The U.S. Supreme Court Immunizes Class III Medical Device Manufacturers
posted on February 29th, 2008 in Medical Devices by clintIn Reigel v. Medtronic, 2008 WL 440744 (U.S.), Charles Riegel and his wife, petitioner Donna Riegel, brought suit against respondent Medtronic after a Medtronic catheter ruptured in Charles Riegel’s coronary artery during heart surgery. The catheter is a Class III device that received FDA premarket approval. The Riegels alleged that the device was designed, labeled, and manufactured in a manner that violated New York common law. The District Court held that the Medical Device Amendments of 1996 pre-empted the Riegels’ claims of strict liability; breach of implied warranty; and negligence in the design, testing, inspection, distribution, labeling, marketing, and sale of the catheter, and their claim of negligent manufacturing insofar as the claim was not premised on the theory that Medtronic had violated federal law. The Second Circuit affirmed.

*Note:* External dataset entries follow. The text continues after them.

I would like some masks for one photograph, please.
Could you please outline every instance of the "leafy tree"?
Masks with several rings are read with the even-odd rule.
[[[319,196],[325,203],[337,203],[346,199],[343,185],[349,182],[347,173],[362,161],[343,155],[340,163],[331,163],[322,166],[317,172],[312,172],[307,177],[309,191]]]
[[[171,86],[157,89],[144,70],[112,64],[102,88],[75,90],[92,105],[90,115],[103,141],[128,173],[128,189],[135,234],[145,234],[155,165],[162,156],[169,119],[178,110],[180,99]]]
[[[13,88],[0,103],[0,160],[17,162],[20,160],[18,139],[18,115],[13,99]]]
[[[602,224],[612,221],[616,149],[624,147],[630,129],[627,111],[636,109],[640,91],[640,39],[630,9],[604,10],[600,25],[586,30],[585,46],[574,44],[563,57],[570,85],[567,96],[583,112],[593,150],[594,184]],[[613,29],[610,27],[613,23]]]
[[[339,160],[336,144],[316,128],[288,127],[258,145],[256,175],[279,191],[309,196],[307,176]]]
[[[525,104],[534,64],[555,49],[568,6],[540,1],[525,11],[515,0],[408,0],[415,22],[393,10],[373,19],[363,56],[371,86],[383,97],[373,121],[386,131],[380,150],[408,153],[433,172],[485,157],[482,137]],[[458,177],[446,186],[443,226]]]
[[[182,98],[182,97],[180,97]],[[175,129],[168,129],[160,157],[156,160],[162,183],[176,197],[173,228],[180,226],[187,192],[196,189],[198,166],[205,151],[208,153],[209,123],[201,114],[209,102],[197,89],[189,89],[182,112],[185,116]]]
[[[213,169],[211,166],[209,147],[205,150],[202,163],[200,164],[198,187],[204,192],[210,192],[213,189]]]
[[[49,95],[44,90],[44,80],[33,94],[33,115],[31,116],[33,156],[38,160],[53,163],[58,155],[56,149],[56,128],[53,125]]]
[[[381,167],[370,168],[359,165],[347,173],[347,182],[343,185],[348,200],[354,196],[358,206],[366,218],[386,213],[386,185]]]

The Supreme Court held that the MDA’s pre-emption clause bars common-law claims challenging the safety or effectiveness of a medical device marketed in a form that received premarket approval from the FDA. The Federal Government has established “requirement[s] applicable … to” Medtronic’s catheter within § 360k(a)(1)’s meaning. In Medtronic, Inc. v. Lohr, 518 U.S. 470, 495, 500-501 (1996), the Court interpreted the MDA’s pre-emption provision in a manner “substantially informed” by an FDA regulation, 21 CFR § 808.1(d), which says that state requirements are pre-empted only when the FDA “has established specific counterpart regulations or there are other specific requirements applicable to a particular device” under federal law. Premarket approval imposes “specific requirements applicable to a particular device.” The FDA requires that a device that has received premarket approval be marketed without significant deviations from the specifications in the device’s approval application, for the reason that the FDA has determined that those specifications provide a reasonable assurance of safety and effectiveness.
The Medical Device Amendments of 1976 (MDA) created a scheme of federal safety oversight for medical devices while sweeping back state oversight schemes. The statute provides that a State shall not “establish or continue in effect with respect to a device intended for human use any requirement–… (1) which is different from, or in addition to, any requirement applicable under [federal law] to the device, and … (2) which relates to the safety or effectiveness of the device or to any other matter included in a requirement applicable to the device under” relevant federal law. 21 U.S.C. § 360k(a). The MDA calls for federal oversight of medical devices that varies with the type of device at issue. The most extensive oversight is reserved for Class III devices that undergo the premarket approval process. These devices may enter the market only if the FDA reviews their design, labeling, and manufacturing specifications and determines that those specifications provide a reasonable assurance of safety and effectiveness. Manufacturers may not make changes to such devices that would affect safety or effectiveness unless they first seek and obtain permission from the FDA.
The Supreme Court held that the plaintiffs’ common-law claims were pre-empted because they were based upon New York “requirement[s]” with respect to Medtronic’s catheter that are “different from, or in addition to” the federal ones, and that relate to safety and effectiveness, § 360k(a). The common-law negligence and strict-liability claims imposed “requirement[s]” under the ordinary meaning of that term, see, e.g., Lohr, supra, at 503-505, 512, Cipollone v. Liggett Group, Inc., 505 U.S. 504, 521-523, 548-549 (1992). There was nothing in the MDA that contradicted this normal meaning. The Court rejected plaintiffs’ contention that the duties underlying her state-law tort claims were not pre-empted because general common-law duties were not requirements maintained “with respect to devices.” The plaintiffs’ suit depended upon New York’s “continu[ing] in effect” general tort duties “with respect to” Medtronic’s catheter. Title 21 CFR § 808.1(d)(1)–which states that MDA pre-emption does not extend to “[s]tate or local requirements of general applicability [whose] purpose … relates either to other products in addition to devices … or to unfair trade practices in which the requirements are not limited to devices”–does not alter the Court’s interpretation.
This decision was expected by those who have seen a rapid expansion of federal preemption in medical device litigation. It only applies to Class III medical devices, but it is dangerous precedent. Pharmaceutical liability litgation is the next target. It is hard to believe that a Democratic Congress in 1976 intended to immunize an entire industry from liability for defective products just because the medical device received Class III premarket approval. It seems that a Democratic Congress will have to fix this harsh result.